#drinkingaboutmuseums

 

Vernetzung steht bei uns im doppelten Sinn ganz weit vorne auf der Agenda. Zum einen sind wir als virtuelles Museum per Definition auf das Netz „angewiesen“ und zum anderen liegt uns der Austausch mit Interessierten am Herzen. Wenn wir diesen Austausch dann auch noch mit entspannter Atmosphäre verknüpfen können, sind wir immer mit dabei. Von daher finden wir die Veranstaltungsform drinkingaboutmuseums schon vom Titel sympathisch.

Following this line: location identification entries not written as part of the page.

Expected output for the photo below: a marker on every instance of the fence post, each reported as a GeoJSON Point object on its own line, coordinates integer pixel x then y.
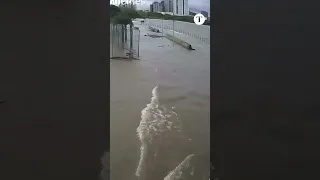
{"type": "Point", "coordinates": [131, 40]}
{"type": "Point", "coordinates": [139, 44]}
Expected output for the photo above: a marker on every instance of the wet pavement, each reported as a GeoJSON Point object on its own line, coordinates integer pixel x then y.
{"type": "Point", "coordinates": [183, 80]}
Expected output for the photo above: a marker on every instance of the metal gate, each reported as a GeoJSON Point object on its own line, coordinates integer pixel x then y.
{"type": "Point", "coordinates": [124, 42]}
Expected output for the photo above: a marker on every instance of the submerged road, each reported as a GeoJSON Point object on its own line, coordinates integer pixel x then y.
{"type": "Point", "coordinates": [182, 78]}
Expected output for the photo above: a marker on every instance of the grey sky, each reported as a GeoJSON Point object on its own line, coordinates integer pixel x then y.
{"type": "Point", "coordinates": [193, 4]}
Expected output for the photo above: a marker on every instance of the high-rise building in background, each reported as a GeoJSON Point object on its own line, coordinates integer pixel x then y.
{"type": "Point", "coordinates": [168, 6]}
{"type": "Point", "coordinates": [156, 7]}
{"type": "Point", "coordinates": [177, 7]}
{"type": "Point", "coordinates": [204, 13]}
{"type": "Point", "coordinates": [162, 9]}
{"type": "Point", "coordinates": [151, 7]}
{"type": "Point", "coordinates": [180, 7]}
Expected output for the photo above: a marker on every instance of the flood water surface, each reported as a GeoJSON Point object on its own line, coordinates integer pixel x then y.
{"type": "Point", "coordinates": [160, 113]}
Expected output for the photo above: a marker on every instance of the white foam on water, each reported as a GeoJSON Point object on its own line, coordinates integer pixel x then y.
{"type": "Point", "coordinates": [177, 172]}
{"type": "Point", "coordinates": [155, 120]}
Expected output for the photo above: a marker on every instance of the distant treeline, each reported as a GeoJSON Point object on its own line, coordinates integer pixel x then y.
{"type": "Point", "coordinates": [155, 15]}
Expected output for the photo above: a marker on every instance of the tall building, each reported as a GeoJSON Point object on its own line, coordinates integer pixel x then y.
{"type": "Point", "coordinates": [204, 13]}
{"type": "Point", "coordinates": [162, 9]}
{"type": "Point", "coordinates": [151, 8]}
{"type": "Point", "coordinates": [168, 6]}
{"type": "Point", "coordinates": [181, 7]}
{"type": "Point", "coordinates": [156, 7]}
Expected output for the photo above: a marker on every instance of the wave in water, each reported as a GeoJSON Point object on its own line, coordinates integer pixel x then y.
{"type": "Point", "coordinates": [180, 170]}
{"type": "Point", "coordinates": [155, 120]}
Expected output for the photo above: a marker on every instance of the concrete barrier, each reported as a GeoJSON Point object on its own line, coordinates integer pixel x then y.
{"type": "Point", "coordinates": [154, 29]}
{"type": "Point", "coordinates": [179, 41]}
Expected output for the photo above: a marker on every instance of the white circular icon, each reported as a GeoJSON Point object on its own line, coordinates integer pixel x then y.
{"type": "Point", "coordinates": [199, 19]}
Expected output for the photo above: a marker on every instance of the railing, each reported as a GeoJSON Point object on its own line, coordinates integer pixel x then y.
{"type": "Point", "coordinates": [203, 37]}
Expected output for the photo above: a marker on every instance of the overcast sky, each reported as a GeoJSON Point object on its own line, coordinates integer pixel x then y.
{"type": "Point", "coordinates": [193, 4]}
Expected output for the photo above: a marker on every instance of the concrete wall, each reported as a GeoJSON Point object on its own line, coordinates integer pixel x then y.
{"type": "Point", "coordinates": [191, 29]}
{"type": "Point", "coordinates": [54, 79]}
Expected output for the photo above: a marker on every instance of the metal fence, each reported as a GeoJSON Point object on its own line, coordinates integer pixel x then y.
{"type": "Point", "coordinates": [124, 41]}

drinkingaboutmuseums: Im Magazin

drinkingaboutmuseums: Im Magazin

Drinkingaboutmuseums kommt als Konzept ursprünglich aus den USA. Hier suchten Museumsbegeisterte und -Profis nach einem Titel für ihre Zusammenkünfte, auf denen sie fleißig über aktuelle Themen diskutieren. Wer bei Museumsmitarbeitern und Kuratoren Bilder von objektfixierten, Sozialkontakten weniger zugeneigten Menschen vor Augen hat, der irrt (in den allermeisten Fällen). Wie die Titelfindung vermuten lässt, zeigt sich viel mehr, dass Menschen aus dem Museumsfeld die Tendenz zu gemütlichen Runden in geselliger Atmosphäre aufweisen. Gleichzeitig sind sie immer auf der Suche nach knackigen Überschriften für Veranstaltungen. Der Titel schwappte dann auch rasch über den Atlantik und Pazifik. In Köln – wo der Hang zur Geselligkeit noch stärker als andernorts ausgeprägt sein soll – fiel er auf besonders fruchtbaren Boden. Als Anke von Heyl, eine der Initiatorinnen des ersten drinkingaboutmuseums in Köln, uns fragte, ob wir nicht zu DOMiD einladen wollen, sagten Sandra und ich spontan ja.

 In den „Heiligen Hallen“

drinkingaboutmuseums: Im Depot

drinkingaboutmuseums: Im Depot

Hier in unseren „Heiligen Hallen“ (wie es eine Teilnehmerin ausdrückte) empfingen wir am 27. Juni eine uns zunächst unbekannte Zahl von Gästen aus der Köln-Bonner Museumwelt. Als Gastgeber versorgten wir unsere Besucher fürstlich mit Getränken, Früchten und Salzigem. In einem Vortrag über DOMiD und das Virtuelle Migrationsmuseum lieferten wir ihnen zudem tiefe Einblicke in unsere Arbeit und den Stand der Dinge. Danach folgte eine Führung durch die Räumlichkeiten, während der wir uns lange über die Vielschichtigkeit der Objekte unterhielten. Den Abend ließen wir mit einem kulinarischen Höhepunkt in Kölns kleinstem Brauhaus – der Braustelle – ausklingen. Die Bilder und ein Storify sind Zeugen, dass wir alle einen entspannten und leckeren Abend verlebten.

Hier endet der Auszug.